On Fri, May 22, 2020 at 11:44:07AM +0200, Peter Zijlstra wrote:
> On Thu, May 21, 2020 at 05:38:50PM -0700, Paul E. McKenney wrote:
> > Hello!
> > 
> > Just wanted to call your attention to some pretty cool and pretty serious
> > litmus tests that Andrii did as part of his BPF ring-buffer work:
> > 
> > https://lore.kernel.org/bpf/20200517195727.279322-3-andriin@fb.com/
> > 
> > Thoughts?
> 
> I find:
> 
> 	smp_wmb()
> 	smp_store_release()
> 
> a _very_ weird construct. What is that supposed to even do?

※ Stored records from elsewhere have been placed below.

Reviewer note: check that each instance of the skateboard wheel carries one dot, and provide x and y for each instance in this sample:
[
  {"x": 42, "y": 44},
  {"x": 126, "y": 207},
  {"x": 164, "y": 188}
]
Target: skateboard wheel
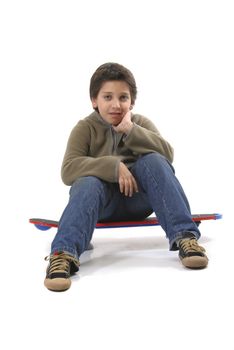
[{"x": 42, "y": 227}]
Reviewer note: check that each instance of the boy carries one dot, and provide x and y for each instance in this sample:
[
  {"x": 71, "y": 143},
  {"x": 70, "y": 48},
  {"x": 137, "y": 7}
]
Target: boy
[{"x": 119, "y": 168}]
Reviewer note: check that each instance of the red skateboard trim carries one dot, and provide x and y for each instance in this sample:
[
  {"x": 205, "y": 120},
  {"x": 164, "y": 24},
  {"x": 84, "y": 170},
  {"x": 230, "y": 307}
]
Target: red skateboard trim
[{"x": 151, "y": 221}]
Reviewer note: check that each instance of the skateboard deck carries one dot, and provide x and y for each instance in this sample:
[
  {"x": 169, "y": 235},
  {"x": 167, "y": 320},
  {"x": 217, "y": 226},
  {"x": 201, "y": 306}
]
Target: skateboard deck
[{"x": 44, "y": 224}]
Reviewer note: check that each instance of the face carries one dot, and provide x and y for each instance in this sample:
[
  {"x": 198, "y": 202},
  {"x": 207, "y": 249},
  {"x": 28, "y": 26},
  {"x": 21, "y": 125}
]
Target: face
[{"x": 113, "y": 101}]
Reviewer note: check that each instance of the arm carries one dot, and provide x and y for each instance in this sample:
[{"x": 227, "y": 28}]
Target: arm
[
  {"x": 143, "y": 137},
  {"x": 77, "y": 162}
]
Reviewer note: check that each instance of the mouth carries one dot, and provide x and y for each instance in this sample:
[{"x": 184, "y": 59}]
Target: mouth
[{"x": 115, "y": 114}]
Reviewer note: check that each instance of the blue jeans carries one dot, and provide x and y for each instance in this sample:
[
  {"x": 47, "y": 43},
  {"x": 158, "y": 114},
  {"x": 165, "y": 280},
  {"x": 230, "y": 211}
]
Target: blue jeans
[{"x": 92, "y": 200}]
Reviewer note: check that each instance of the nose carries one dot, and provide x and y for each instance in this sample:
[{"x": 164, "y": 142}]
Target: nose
[{"x": 115, "y": 103}]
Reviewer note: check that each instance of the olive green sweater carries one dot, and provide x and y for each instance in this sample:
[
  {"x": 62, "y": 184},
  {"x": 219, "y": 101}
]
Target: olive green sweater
[{"x": 95, "y": 149}]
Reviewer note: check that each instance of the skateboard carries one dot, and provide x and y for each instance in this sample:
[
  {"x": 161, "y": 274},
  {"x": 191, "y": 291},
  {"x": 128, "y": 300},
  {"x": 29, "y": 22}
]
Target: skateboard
[{"x": 44, "y": 224}]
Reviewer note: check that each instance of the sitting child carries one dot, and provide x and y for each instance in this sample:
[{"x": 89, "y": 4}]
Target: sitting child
[{"x": 119, "y": 168}]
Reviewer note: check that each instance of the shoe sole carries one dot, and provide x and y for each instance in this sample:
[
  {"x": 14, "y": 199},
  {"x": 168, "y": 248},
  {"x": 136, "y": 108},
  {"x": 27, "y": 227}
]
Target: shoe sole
[
  {"x": 57, "y": 284},
  {"x": 195, "y": 262}
]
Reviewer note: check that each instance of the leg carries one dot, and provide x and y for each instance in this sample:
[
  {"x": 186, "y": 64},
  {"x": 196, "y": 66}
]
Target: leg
[
  {"x": 88, "y": 196},
  {"x": 166, "y": 196}
]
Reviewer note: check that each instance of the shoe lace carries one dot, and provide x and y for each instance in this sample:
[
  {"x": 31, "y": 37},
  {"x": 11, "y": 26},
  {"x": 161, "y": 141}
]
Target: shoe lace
[
  {"x": 191, "y": 245},
  {"x": 60, "y": 262}
]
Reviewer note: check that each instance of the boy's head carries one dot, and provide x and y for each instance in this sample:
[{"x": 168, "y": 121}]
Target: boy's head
[{"x": 112, "y": 72}]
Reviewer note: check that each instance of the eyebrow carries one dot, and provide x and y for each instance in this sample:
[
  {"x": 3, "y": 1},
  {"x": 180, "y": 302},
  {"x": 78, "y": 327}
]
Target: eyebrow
[{"x": 122, "y": 93}]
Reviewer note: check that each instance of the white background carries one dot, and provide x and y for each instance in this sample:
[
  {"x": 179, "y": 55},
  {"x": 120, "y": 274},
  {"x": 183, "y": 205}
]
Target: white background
[{"x": 131, "y": 292}]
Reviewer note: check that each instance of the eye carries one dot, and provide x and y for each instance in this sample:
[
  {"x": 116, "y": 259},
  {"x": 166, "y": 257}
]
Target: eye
[
  {"x": 124, "y": 98},
  {"x": 107, "y": 97}
]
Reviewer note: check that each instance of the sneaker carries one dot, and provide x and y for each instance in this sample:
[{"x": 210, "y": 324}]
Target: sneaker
[
  {"x": 191, "y": 254},
  {"x": 61, "y": 267}
]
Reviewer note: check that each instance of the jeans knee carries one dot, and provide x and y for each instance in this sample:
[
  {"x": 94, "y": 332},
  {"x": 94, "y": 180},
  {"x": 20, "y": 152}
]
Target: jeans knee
[
  {"x": 87, "y": 184},
  {"x": 154, "y": 161}
]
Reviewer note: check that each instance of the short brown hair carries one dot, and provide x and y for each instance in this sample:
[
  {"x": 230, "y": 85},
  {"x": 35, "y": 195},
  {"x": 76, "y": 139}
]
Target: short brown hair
[{"x": 109, "y": 72}]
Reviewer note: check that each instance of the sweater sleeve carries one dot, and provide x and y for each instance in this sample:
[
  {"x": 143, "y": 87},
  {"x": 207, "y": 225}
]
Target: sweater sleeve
[
  {"x": 145, "y": 138},
  {"x": 78, "y": 163}
]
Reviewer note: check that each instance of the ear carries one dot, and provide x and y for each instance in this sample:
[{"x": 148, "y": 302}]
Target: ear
[{"x": 94, "y": 102}]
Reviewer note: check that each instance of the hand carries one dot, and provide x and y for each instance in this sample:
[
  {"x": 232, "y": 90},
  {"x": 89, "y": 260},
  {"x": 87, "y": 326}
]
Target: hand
[
  {"x": 127, "y": 182},
  {"x": 125, "y": 125}
]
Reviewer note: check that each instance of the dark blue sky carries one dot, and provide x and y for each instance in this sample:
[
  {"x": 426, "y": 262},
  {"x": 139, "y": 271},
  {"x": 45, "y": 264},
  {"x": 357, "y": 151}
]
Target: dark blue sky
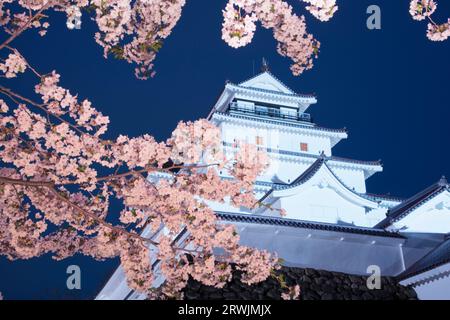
[{"x": 389, "y": 87}]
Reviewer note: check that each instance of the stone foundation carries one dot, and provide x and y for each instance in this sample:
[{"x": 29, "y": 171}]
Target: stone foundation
[{"x": 314, "y": 284}]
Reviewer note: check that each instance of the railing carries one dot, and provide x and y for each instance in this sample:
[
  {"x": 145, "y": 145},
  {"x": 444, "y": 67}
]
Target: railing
[{"x": 270, "y": 112}]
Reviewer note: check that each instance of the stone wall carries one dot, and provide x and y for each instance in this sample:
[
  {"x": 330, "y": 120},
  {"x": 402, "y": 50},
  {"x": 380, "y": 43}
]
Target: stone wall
[{"x": 314, "y": 284}]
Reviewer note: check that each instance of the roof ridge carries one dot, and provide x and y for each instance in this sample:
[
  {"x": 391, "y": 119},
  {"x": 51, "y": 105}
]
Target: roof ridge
[
  {"x": 404, "y": 208},
  {"x": 307, "y": 224},
  {"x": 273, "y": 76}
]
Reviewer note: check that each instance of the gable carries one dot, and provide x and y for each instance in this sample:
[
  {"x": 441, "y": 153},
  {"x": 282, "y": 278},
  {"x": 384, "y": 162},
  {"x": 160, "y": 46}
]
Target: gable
[
  {"x": 318, "y": 195},
  {"x": 266, "y": 81},
  {"x": 320, "y": 176},
  {"x": 432, "y": 216}
]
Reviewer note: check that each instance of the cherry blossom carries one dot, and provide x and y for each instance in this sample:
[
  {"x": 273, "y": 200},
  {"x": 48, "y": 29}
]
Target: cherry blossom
[
  {"x": 292, "y": 294},
  {"x": 58, "y": 176},
  {"x": 424, "y": 9},
  {"x": 13, "y": 65},
  {"x": 322, "y": 9},
  {"x": 288, "y": 29}
]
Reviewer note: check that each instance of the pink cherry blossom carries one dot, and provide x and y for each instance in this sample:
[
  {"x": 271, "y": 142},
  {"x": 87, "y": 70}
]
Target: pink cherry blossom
[
  {"x": 424, "y": 9},
  {"x": 13, "y": 65}
]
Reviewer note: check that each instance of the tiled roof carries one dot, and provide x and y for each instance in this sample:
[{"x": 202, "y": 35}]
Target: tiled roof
[
  {"x": 386, "y": 197},
  {"x": 308, "y": 174},
  {"x": 286, "y": 124},
  {"x": 315, "y": 156},
  {"x": 406, "y": 207},
  {"x": 437, "y": 257},
  {"x": 272, "y": 91},
  {"x": 305, "y": 176},
  {"x": 275, "y": 221}
]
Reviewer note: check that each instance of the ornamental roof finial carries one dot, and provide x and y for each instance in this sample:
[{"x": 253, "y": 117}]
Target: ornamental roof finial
[
  {"x": 265, "y": 65},
  {"x": 443, "y": 181}
]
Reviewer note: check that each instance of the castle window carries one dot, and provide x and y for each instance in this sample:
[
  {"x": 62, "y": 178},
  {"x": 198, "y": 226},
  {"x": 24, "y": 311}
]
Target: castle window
[
  {"x": 303, "y": 146},
  {"x": 259, "y": 140}
]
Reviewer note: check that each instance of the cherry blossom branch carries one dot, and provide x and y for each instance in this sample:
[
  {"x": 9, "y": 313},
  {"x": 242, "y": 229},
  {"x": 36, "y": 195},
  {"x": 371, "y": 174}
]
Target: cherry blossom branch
[{"x": 26, "y": 25}]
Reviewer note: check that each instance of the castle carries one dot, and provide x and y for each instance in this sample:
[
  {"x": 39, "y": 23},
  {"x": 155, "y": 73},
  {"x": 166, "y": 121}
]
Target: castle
[{"x": 331, "y": 221}]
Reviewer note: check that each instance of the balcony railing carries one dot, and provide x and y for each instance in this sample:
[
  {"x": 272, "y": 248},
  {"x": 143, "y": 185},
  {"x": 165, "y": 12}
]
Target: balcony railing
[{"x": 270, "y": 112}]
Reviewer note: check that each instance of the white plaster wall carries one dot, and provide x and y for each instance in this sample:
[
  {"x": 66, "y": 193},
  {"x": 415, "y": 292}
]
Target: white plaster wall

Indeed, and I asked about that in my review of the patch containing the
code.  It -could- make sense if there is a prior read and a later store:

	r1 = READ_ONCE(a);
	WRITE_ONCE(b, 1);
	smp_wmb();
	smp_store_release(&c, 1);
	WRITE_ONCE(d, 1);

So a->c and b->c is smp_store_release() and b->d is smp_wmb().  But if
there were only stores, the smp_wmb() would suffice.  And if there wasn't
the trailing store, smp_store_release() would suffice.